Rainbow is a back country ranching community strewn along the east side of highway 15 about 30 miles north of San Diego. On a dirt crossroad east of town where Rainbow Creek tees into Jubilee we found it. The sign read "RAINBOW COMPUTER EMPORIUM -- If we ain't got it, you don't need it."

We walked across the wooden porch and through the saloon style doors. "Cactus Jack" scowled at us from where he sat behind the cash register. "What the hell you want, can't you see I'm eatin my lunch?" He waved a half empty whiskey bottle at us and belched. He was a short stout man with a drooping salt and pepper mustache and a sweat stained, misshapen cowboy hat. I knew I was going to like him.

Nome whispered, "Be quiet and listen, I'll do the talking."
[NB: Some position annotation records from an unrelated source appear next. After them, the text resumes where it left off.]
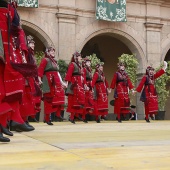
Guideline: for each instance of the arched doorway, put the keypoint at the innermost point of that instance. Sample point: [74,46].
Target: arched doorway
[108,49]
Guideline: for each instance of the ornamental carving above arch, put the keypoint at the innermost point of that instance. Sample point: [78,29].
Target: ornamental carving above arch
[34,29]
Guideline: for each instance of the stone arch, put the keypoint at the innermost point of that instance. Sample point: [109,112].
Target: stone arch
[165,47]
[120,31]
[34,29]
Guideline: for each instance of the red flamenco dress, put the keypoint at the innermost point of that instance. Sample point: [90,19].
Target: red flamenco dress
[53,91]
[75,90]
[100,85]
[89,96]
[122,84]
[149,95]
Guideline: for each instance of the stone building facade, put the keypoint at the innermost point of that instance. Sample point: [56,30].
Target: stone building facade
[71,25]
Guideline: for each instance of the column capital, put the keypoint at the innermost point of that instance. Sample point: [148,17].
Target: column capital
[153,26]
[67,18]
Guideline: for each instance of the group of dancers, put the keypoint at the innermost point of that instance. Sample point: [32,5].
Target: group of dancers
[87,92]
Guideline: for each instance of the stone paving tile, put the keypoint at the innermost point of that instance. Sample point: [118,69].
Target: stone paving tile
[105,146]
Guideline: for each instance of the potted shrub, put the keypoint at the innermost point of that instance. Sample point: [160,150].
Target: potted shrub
[162,92]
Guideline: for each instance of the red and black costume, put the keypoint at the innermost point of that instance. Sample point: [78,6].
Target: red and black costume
[52,87]
[122,84]
[100,86]
[149,95]
[11,79]
[32,94]
[75,89]
[89,97]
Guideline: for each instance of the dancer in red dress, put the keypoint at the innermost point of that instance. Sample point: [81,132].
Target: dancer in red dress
[11,79]
[89,100]
[75,87]
[31,87]
[149,95]
[52,85]
[122,84]
[100,86]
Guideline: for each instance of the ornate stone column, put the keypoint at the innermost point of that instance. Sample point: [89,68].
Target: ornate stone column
[153,38]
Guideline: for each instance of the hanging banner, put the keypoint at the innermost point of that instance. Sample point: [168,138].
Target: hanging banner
[28,3]
[111,10]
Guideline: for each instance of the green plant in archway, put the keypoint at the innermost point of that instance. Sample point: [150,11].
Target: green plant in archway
[131,63]
[94,61]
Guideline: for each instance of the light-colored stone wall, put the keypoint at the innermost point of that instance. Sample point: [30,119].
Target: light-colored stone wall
[70,24]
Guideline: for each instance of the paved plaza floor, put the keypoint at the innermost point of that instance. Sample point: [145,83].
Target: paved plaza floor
[131,145]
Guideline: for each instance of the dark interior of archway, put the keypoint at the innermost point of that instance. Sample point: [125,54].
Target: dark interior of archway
[108,49]
[39,46]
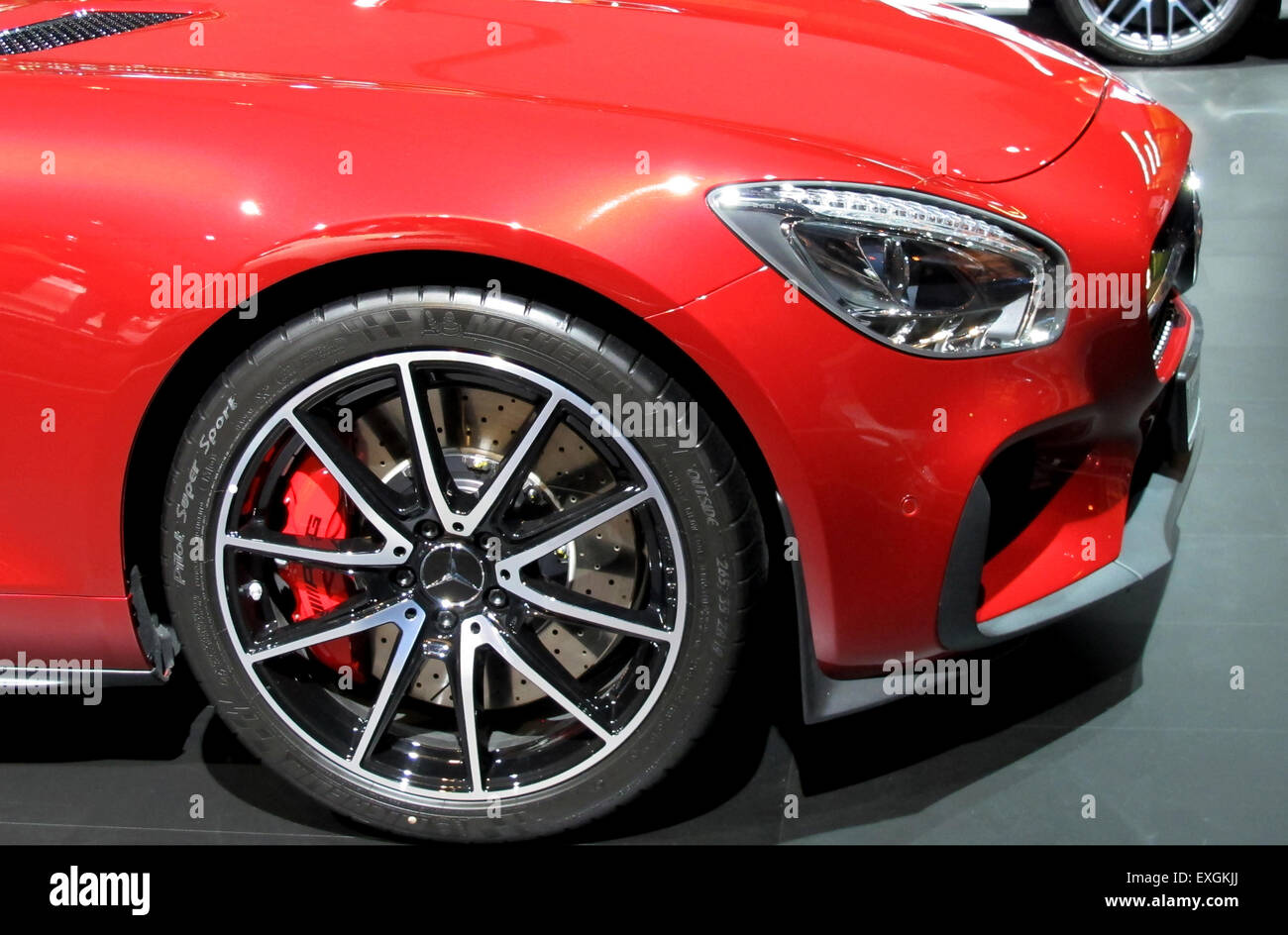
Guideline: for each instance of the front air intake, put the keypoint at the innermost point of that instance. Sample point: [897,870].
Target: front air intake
[76,27]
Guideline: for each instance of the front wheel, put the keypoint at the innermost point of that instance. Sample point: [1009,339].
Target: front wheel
[428,573]
[1155,31]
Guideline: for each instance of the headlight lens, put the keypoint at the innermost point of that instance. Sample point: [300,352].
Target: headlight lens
[913,274]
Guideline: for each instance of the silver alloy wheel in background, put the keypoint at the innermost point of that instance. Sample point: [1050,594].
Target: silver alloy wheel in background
[1159,27]
[490,618]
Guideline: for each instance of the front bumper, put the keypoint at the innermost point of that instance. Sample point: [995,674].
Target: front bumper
[1147,545]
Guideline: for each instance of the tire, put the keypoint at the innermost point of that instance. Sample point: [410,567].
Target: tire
[1122,39]
[697,535]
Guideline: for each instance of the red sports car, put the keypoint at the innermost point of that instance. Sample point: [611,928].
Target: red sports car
[445,377]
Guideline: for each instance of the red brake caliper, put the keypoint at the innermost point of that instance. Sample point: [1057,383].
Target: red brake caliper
[314,507]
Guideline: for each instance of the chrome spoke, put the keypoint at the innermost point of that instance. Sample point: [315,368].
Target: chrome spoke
[430,470]
[642,625]
[542,672]
[464,694]
[317,552]
[509,567]
[400,672]
[309,633]
[519,458]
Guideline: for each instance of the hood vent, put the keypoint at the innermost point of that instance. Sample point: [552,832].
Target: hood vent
[76,27]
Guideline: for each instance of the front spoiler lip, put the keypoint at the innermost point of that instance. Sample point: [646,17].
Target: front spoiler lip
[1149,544]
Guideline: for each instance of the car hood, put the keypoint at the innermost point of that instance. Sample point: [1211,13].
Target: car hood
[919,86]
"Hello Mr. Jack," she said pleasantly. "We've been computer shopping and want to know how your computers compare." Jack squinted at her suspiciously, "compared to what?" "Well," she hesitated, "how about compared to Gateway Computers?" Jack rolled his eyes. "Them meadow muffins wrapped in cowhide don't deserve to be called computers. Folks that's stupid enough to buy em wind up callin em "Gatecrashers."

Nome blinked and took a step backwards. "What about Compaq?" Jack leaned forward and smirked, "Compaqs you say? I hear the service techs call em "Comebacks." They say that every one of them suckers gotta "comeback" at least twice before you can git em to work right!"

Nome met his smirk with an innocent smile. "And Dell?" Jack snorted, "They sure knew what they was doin’ when they named it to rhyme with Hell. You cain't even get the case off'n one of them hogs without bustin somthin loose, not that there's anything worth looking at inside of em anyway."

Nome continued, "How about IBM and HP?" Jack stood up and leaned forward across the counter toward Nome. His pale blue eyes barely showed through his squint. "Whar I come from, if'n a man ain't prideful enough to go by his god given name, he ain't considered to be much force. Don't never trust nobody or nothing that goes by initials."

"Well," said Nome, "the people at Fry's said" - Jack interrupted "That second hand junk store? The only thing their sales clerks know anything about is service contracts." What about Comp USA?" Asked Nome. Jack spat into a coffee can on the counter and wiped his mouth with his sleeve "Them buzzards is owned by the Mexican Telephone Company, TeleMex. Does that tell ya anything?"

Nome shot a triumphant glance at me. "So I gather that you would recommend that we buy a new computer made right here at Rainbow Computer?" Cactus Jack glared at her. "I don't know why you'd jump to that conclusion. We ain't no better than anybody else. Here lately I've come to think we might be worse than some." With that Jack belched again and sat down hard in his chair. He was winded.

Nome started backing past me toward the door. I whispered to her to wait in the car and that I would be right out.

I joined Nome in the car a few minutes later and as we pulled out of "Cactus Jack's" parking lot she asked, "what on earth could you possibly want to say to that horrible man."

I looked in the rearview mirror. "Cactus" was watching us leave from behind his swinging doors. "I just had to kneel down and kiss his ring." I said. "We were in the presence of greatness."